2008/6/24 Jan Kara <[email protected]>:
>> + /*
>> + * If the orphans has i_nlinks > 0 then it should be able to be
>> + * truncated, otherwise it won't be removed from the orphan list
>> + * during processing and an infinite loop will result.
>> + */
>> + if (inode->i_nlink && !ext3_can_truncate(inode))
>> + goto bad_orphan;
>> +
> Maybe I miss something but shouldn't above rather be ||?
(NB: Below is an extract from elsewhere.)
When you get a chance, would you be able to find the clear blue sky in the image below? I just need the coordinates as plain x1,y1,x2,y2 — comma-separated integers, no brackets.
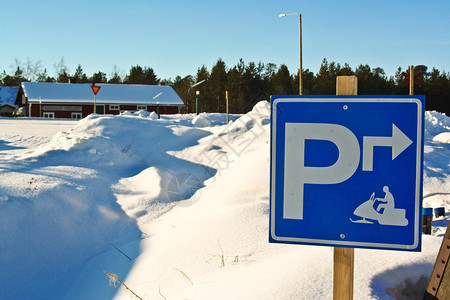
0,0,450,79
No, it is correct. If i_nlink == 0 the orphan will be deleted in the
cleanup loop by the iput. If i_nlink > 0 then ext3_truncate is called,
which usually calls ext3_orphan_del on the way out, thereby removing
the node from the orphan list. However, if it exits too early
(basically if the ext3_can_truncate check fails, although there are
other failure conditions such as OOM that can also cause it to exit
early) then it doesn't, hence we end up in the infinite loop. So the
check here says, if this node is not going to be deleted or truncated
then it is invalid.

Cheers,
Duane.

--
"I never could learn to drink that blood and call it wine" - Bob Dylan

2008-06-24 17:19:16

by Jan Kara

[permalink] [raw]
Subject: Re: [PATCH] ext3: handle corrupted orphan list at mount

On Tue 24-06-08 18:16:21, Duane Griffin wrote:
> 2008/6/24 Jan Kara <[email protected]>:
> >> + /*
> >> + * If the orphans has i_nlinks > 0 then it should be able to be
> >> + * truncated, otherwise it won't be removed from the orphan list
> >> + * during processing and an infinite loop will result.
> >> + */
> >> + if (inode->i_nlink && !ext3_can_truncate(inode))
> >> + goto bad_orphan;
> >> +
> > Maybe I miss something but shouldn't above rather be ||?
>
> No, it is correct. If i_nlink == 0 the orphan will be deleted in the
> cleanup loop by the iput. If i_nlink > 0 then ext3_truncate is called,
> which usually calls ext3_orphan_del on the way out, thereby removing
> the node from the orphan list. However, if it exits too early
> (basically if the ext3_can_truncate check fails, although there are
> other failure conditions such as OOM that can also cause it to exit
> early) then it doesn't, hence we end up in the infinite loop. So the
> check here says, if this node is not going to be deleted or truncated
> then it is invalid.
Ah, OK, I forgot that you want to handle also truncation without deletion
of the inode itself. Thanks for explanation.

Honza

--
Jan Kara <[email protected]>
SUSE Labs, CR